Nécessité de sauver  la Kasbah de Mohammedia
La Kasbah est le seul véritable monument historique qui existe à Mohammedia. Pourtant, il a longtemps souffert de négligence et de nombreuses nuisances liées à l’activité humaine, outre l’usure du temps. Mais comme il n’est jamais trop tard pour bien faire, les autorités locales semblent aujourd’hui bien déterminées à rattraper le temps perdu. 
Pour sauver cet édifice chargé d’histoire, un vaste chantier de restauration a été lancé l’année dernière dans le cadre d’un partenariat entre le ministère  de la Culture ainsi que la préfecture et le conseil préfectoral de la ville de Mohammedia. Et ce, pour un coût total de plus de 3,4 millions de dirhams.

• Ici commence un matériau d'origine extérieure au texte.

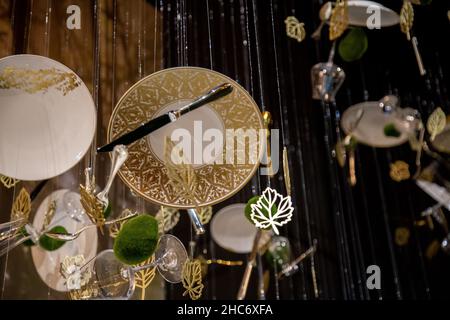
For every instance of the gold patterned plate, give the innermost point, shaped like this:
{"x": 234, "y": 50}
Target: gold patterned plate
{"x": 217, "y": 176}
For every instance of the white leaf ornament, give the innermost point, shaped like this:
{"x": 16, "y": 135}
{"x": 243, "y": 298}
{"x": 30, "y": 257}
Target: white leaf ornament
{"x": 272, "y": 210}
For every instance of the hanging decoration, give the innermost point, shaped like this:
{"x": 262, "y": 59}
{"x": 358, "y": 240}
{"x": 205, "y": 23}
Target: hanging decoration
{"x": 167, "y": 219}
{"x": 192, "y": 279}
{"x": 143, "y": 278}
{"x": 295, "y": 29}
{"x": 91, "y": 204}
{"x": 338, "y": 19}
{"x": 8, "y": 182}
{"x": 33, "y": 81}
{"x": 22, "y": 207}
{"x": 263, "y": 214}
{"x": 436, "y": 123}
{"x": 115, "y": 228}
{"x": 399, "y": 171}
{"x": 205, "y": 214}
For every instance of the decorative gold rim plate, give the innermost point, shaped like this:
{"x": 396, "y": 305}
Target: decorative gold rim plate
{"x": 145, "y": 172}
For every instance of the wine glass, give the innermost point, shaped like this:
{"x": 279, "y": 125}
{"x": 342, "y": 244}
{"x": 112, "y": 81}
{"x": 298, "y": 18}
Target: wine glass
{"x": 105, "y": 277}
{"x": 72, "y": 206}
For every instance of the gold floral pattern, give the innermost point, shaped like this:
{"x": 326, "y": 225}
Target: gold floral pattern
{"x": 145, "y": 173}
{"x": 33, "y": 81}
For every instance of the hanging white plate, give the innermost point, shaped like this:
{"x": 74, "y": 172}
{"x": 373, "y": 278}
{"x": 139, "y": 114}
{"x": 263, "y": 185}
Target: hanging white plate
{"x": 47, "y": 263}
{"x": 231, "y": 230}
{"x": 370, "y": 130}
{"x": 47, "y": 118}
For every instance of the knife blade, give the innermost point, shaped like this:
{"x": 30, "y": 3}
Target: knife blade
{"x": 172, "y": 116}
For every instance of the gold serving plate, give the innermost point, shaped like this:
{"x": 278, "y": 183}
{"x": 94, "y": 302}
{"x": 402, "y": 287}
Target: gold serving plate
{"x": 145, "y": 171}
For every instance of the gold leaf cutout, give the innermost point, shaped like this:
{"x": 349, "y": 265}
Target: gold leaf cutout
{"x": 295, "y": 29}
{"x": 399, "y": 171}
{"x": 8, "y": 182}
{"x": 436, "y": 123}
{"x": 192, "y": 279}
{"x": 143, "y": 278}
{"x": 22, "y": 207}
{"x": 338, "y": 19}
{"x": 33, "y": 81}
{"x": 406, "y": 18}
{"x": 205, "y": 214}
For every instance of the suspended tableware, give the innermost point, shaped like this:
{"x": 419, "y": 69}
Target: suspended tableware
{"x": 231, "y": 230}
{"x": 47, "y": 263}
{"x": 376, "y": 116}
{"x": 47, "y": 118}
{"x": 145, "y": 171}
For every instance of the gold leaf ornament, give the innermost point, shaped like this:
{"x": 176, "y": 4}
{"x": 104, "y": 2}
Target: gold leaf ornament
{"x": 192, "y": 279}
{"x": 339, "y": 19}
{"x": 205, "y": 214}
{"x": 22, "y": 207}
{"x": 265, "y": 216}
{"x": 8, "y": 182}
{"x": 407, "y": 18}
{"x": 399, "y": 171}
{"x": 143, "y": 278}
{"x": 33, "y": 81}
{"x": 436, "y": 123}
{"x": 167, "y": 219}
{"x": 295, "y": 29}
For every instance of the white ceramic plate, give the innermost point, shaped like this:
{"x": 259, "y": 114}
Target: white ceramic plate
{"x": 47, "y": 263}
{"x": 43, "y": 133}
{"x": 358, "y": 15}
{"x": 370, "y": 130}
{"x": 231, "y": 230}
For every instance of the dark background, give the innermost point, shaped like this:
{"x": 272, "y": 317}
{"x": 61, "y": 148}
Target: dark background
{"x": 122, "y": 41}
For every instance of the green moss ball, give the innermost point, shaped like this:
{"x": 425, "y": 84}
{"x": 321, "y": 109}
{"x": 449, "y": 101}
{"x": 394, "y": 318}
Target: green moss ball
{"x": 137, "y": 240}
{"x": 50, "y": 244}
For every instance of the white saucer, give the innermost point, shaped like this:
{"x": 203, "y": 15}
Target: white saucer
{"x": 370, "y": 130}
{"x": 44, "y": 131}
{"x": 47, "y": 263}
{"x": 231, "y": 230}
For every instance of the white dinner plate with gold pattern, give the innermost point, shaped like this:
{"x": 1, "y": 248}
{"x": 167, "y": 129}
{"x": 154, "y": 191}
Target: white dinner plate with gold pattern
{"x": 47, "y": 118}
{"x": 145, "y": 171}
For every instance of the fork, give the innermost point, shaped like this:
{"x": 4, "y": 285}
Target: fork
{"x": 73, "y": 236}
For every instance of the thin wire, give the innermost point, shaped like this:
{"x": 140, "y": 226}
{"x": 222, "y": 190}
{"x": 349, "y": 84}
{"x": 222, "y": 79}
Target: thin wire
{"x": 209, "y": 36}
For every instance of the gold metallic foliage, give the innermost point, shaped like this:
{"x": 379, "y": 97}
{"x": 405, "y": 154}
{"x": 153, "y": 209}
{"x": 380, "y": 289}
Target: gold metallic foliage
{"x": 33, "y": 81}
{"x": 436, "y": 123}
{"x": 339, "y": 19}
{"x": 295, "y": 29}
{"x": 407, "y": 18}
{"x": 399, "y": 171}
{"x": 192, "y": 279}
{"x": 205, "y": 214}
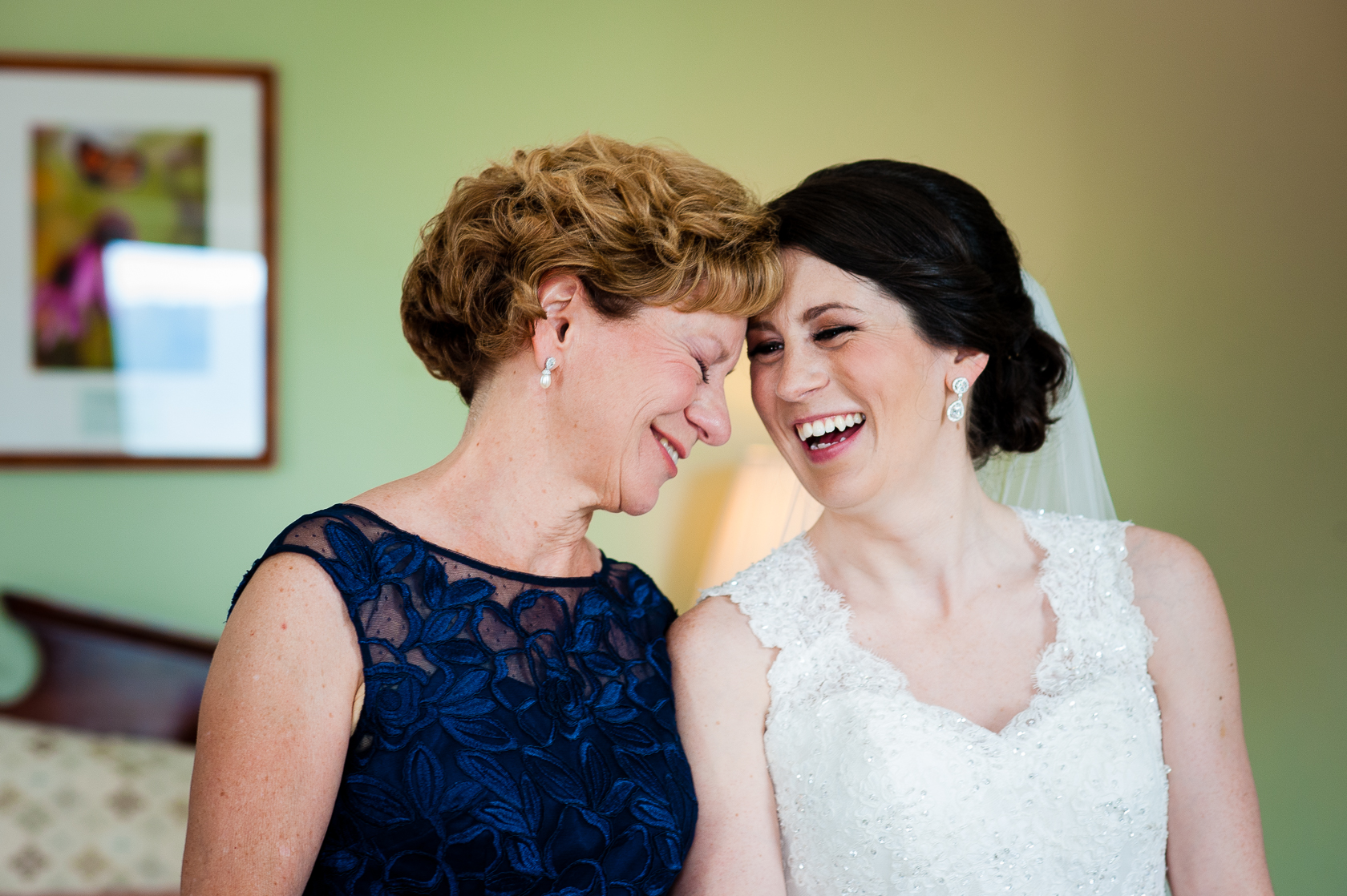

Mais cette fois-ci, il n’est plus question de replâtrage et de colmatage à l’aveugle comme c’était le cas auparavant mais bel et bien d’une véritable opération de restauration selon les normes internationales. 
Pour ce faire, il a fallu commencer par le commencement en établissant un  diagnostic réel du bâti de manière à bien définir le type d’intervention à  entreprendre comme tient à le faire remarquer le directeur régional du  ministère de la Culture dans la région du Grand Casablanca, Abdelkader  Aissaoui, soulignant, dans une déclaration à la Map, que l’intervention sur un  bâtiment historique exige non seulement une analyse approfondie de son état  physique et des causes de sa dégradation mais aussi une parfaite connaissance  de ses usagers, ses modes de gestion et d’entretien, son fonctionnement ainsi  que son environnement. 
Et pour cause, vérité mathématique implacable, la façon de poser un problème détermine en partie sa solution, soutient ce sociologue dont le plaidoyer et le  diagnostic sur le terrain ont fini par convaincre les autorités locales de l’absolue nécessité de ce plan de sauvetage de la Kasbah. 
Et ce diagnostic conforté par une étude établie par un bureau d’étude est  alarmant sur l’état de dégradation avancée de la Kasbah tant par le poids des  années (près de deux siècles et demi) que les nuisances liées à l’activité  humaine. 
Exemples : des kiosques et même des habitations de fortune adossées sur les murs de la Kasbah, mise en place de câbles et d’équipements pour l’alimentation en eau et en électricité à même la muraille ou encore, aberration flagrante,  plantation d’arbres et de plantes grimpantes sur certaines parties de la  muraille. Ce qui fragilise l’édifice en favorisant sa perméabilité.